Por Aurora Bellini — A África do Sul anunciou uma redução de 16% na caça furtiva de rinocerontes em 2025 em comparação com 2024, segundo comunicado do Departamento de Florestas, Pesca e Meio Ambiente de Pretória. Foram 352 animais mortos em 2025 contra 420 em 2024, um sinal de que as estratégias de fiscalização e combate ao tráfico ilegal estão, aos poucos, iluminando novos caminhos na proteção da vida selvagem.
O relatório detalha que, dos 352 animais abatidos, 266 ocorreram em áreas de propriedade estatal e 86 em parques, reservas e fazendas privadas, com variações significativas entre as províncias. A província de Mpumalanga registrou o maior aumento, passando de 92 rinocerontes mortos em 2024 para 178 em 2025. Grande parte desses episódios concentrou-se no Parque Nacional Kruger, onde os casos subiram para 175 em 2025 (ante 88 em 2024). Em sentido oposto, KwaZulu-Natal apresentou queda expressiva, de 232 mortes em 2024 para 97 em 2025.
Os rinocerontes permanecem entre as espécies mais afetadas pela caça ilegal. Dados da IUCN apontam que, entre 2006 e 2022, pelo menos 11.700 rinocerontes foram vítimas do crime no continente africano, com entrada no mercado negro de ao menos 58 toneladas de chifres, muitas vezes exibidos como símbolos de status e utilizados em práticas da medicina tradicional.
Enquanto os números gerais apontam para um avanço na proteção, uma nova tensão surge: o governo sul-africano divulgou uma minuta com as propostas de cotas de caça e exportação de troféus para elefantes, rinocerontes-negros e leopardos. Assinada pelo ministro do Meio Ambiente, Willie Aucamp, a proposta prevê a possibilidade de abater 150 elefantes, 12 rinocerontes e 11 leopardos. As cotas retomam um processo suspenso desde 2021, e o Executivo justifica a medida pelo crescimento populacional de elefantes nos últimos anos, fruto de programas de conservação e proteção.

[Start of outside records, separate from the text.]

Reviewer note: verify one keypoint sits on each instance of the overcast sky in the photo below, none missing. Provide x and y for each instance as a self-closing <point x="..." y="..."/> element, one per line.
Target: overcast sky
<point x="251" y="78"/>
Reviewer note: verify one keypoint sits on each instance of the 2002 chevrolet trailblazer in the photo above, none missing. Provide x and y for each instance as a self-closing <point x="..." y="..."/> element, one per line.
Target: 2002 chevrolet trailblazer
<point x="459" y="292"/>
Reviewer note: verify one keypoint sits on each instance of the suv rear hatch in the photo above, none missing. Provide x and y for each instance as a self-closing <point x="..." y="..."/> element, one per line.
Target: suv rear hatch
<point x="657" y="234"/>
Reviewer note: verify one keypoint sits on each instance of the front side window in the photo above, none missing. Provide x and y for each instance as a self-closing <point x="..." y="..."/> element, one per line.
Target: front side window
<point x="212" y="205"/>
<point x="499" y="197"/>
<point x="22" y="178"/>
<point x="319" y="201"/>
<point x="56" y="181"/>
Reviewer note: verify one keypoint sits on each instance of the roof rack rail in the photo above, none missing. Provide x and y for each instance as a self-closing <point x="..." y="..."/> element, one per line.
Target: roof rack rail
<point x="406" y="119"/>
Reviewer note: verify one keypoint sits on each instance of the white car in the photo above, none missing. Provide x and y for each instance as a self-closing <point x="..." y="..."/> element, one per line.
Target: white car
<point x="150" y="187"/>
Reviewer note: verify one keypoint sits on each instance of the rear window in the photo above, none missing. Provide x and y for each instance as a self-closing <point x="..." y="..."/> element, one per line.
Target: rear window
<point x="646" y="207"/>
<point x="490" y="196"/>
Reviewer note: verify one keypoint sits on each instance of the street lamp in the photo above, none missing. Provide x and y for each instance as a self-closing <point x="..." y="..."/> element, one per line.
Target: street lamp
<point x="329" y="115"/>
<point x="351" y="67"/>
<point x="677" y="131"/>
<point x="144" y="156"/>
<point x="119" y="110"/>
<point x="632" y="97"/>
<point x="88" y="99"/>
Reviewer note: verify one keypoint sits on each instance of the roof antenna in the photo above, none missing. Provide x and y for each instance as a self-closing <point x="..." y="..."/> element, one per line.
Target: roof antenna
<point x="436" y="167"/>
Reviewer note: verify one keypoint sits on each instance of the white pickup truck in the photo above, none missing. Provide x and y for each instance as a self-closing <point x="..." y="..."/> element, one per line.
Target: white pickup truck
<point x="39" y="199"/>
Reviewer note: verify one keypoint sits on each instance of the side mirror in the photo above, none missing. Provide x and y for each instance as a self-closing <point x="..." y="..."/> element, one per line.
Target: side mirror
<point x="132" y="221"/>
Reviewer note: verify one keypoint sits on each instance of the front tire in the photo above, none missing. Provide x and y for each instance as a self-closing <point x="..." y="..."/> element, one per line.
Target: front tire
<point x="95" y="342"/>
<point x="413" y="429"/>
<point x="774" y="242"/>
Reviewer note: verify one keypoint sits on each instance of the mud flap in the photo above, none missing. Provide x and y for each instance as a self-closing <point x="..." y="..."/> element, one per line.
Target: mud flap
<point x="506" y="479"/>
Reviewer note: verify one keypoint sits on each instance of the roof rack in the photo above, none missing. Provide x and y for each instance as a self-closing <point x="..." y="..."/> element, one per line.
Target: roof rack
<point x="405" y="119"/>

Para os leopardos, o número reduzido reflete a maior vulnerabilidade da espécie e sua distribuição fragmentada pelo território sul-africano. A medida segue em fase de minuta e será submetida a consulta pública 30 dias antes de eventual implementação.
O setor cinegético argumenta que cotas regulamentadas são mecanismos para financiar ações de proteção da fauna e apoiar comunidades rurais que convivem com grandes mamíferos. Por outro lado, organizações ambientalistas já manifestaram críticas, temendo que a reabertura de autorizações de abate fragilize ganhos de conservação e envie sinais contraditórios no combate ao tráfico ilegal.
Este é um momento de transição: as estatísticas mostram luz em alguns corredores de proteção, mas sombras persistem em outros. Semear políticas públicas que combine fiscalização rigorosa, apoio às comunidades locais e transparência nas decisões sobre cotas de caça será essencial para cultivar um horizonte límpido para os rinocerontes e demais espécies emblemáticas da África do Sul.